Thoughtful design and expanded access are critical in improving outcomes for students. The report provides extensive guidance to support local educational agencies in their efforts to improve CTE in their schools.
“High-quality features such as integrated academics, structured work-based learning, and strong partnerships with employers and colleges are critical drivers of impact,” the brief states. “Effective strategies, such as exploratory opportunities before pathway selection, hiring teachers with industry experience, and building intentional partnerships, can broaden access, while rigid tracking, weak work-based learning, and out-of-field teaching risk undermining quality. By implementing evidence-based design principles, education leaders can ensure CTE fulfills its promise as a pathway to both higher education and meaningful careers.”
CTE lets students explore high-demand fields like health care, IT, construction and more while they’re still in high school by blending academics with hands-on training. For many students, research cited in the study shows that this real-world connection to their education leads to improved engagement, attendance, academic outcomes, graduation rates, and college enrollment and persistence.
About 85 percent of high school graduates in the U.S. have taken at least one CTE course, but these programs vary widely in structure and intensity. According to the report, “CTE can range from individual elective classes within a traditional high school to full-time career academies that shape a student’s high school experience.”

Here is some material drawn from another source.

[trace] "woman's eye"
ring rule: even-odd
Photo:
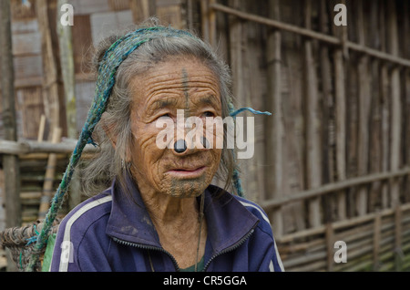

Additionally, CTE participation and career cluster enrollment vary significantly by race, gender and income with Black and Latino students overrepresented in lower-earning clusters and underrepresented in high-wage clusters.
To avoid such pitfalls, the report details practices to avoid, such as:
- Creating rigid tracking systems and prerequisites that steer students into CTE pathways based on early academic performance, ultimately reinforcing existing inequities by limiting access to rigorous coursework and postsecondary options.
- Adopting work-based learning (WBL) programs that are brief or unstructured — failing to engage students, build meaningful skills or benefit employers.
- Staffing CTE programs with teachers who lack formal training or experience in the subject area which can compromise program quality and student outcomes.
Rather, LEAs should consider the following:
- Students who complete at least three aligned courses in a CTE career cluster experience stronger outcomes than those who take stand-alone courses.
- The most impactful WBL programs are structured, skill-building and aligned to students’ interests and career goals.
- Partnerships with employers and with colleges strengthen the alignment between CTE programs and students’ college and career opportunities, which improves students’ understanding of the real expectations of the field.
- CTE teachers with industry experience or strong subject-matter test scores — even without traditional certification — tend to be especially effective.
- Providing students with the opportunity to explore multiple CTE pathways before choosing one may help reduce misplacement and boost engagement and retention.
- Practices such as multilingual outreach, personalized career advising, barrier-free scheduling, equity-focused data use and fair admissions processes are likely to make a meaningful impact in expanding access to and success in high-quality CTE pathways, particularly for students who have been historically underrepresented.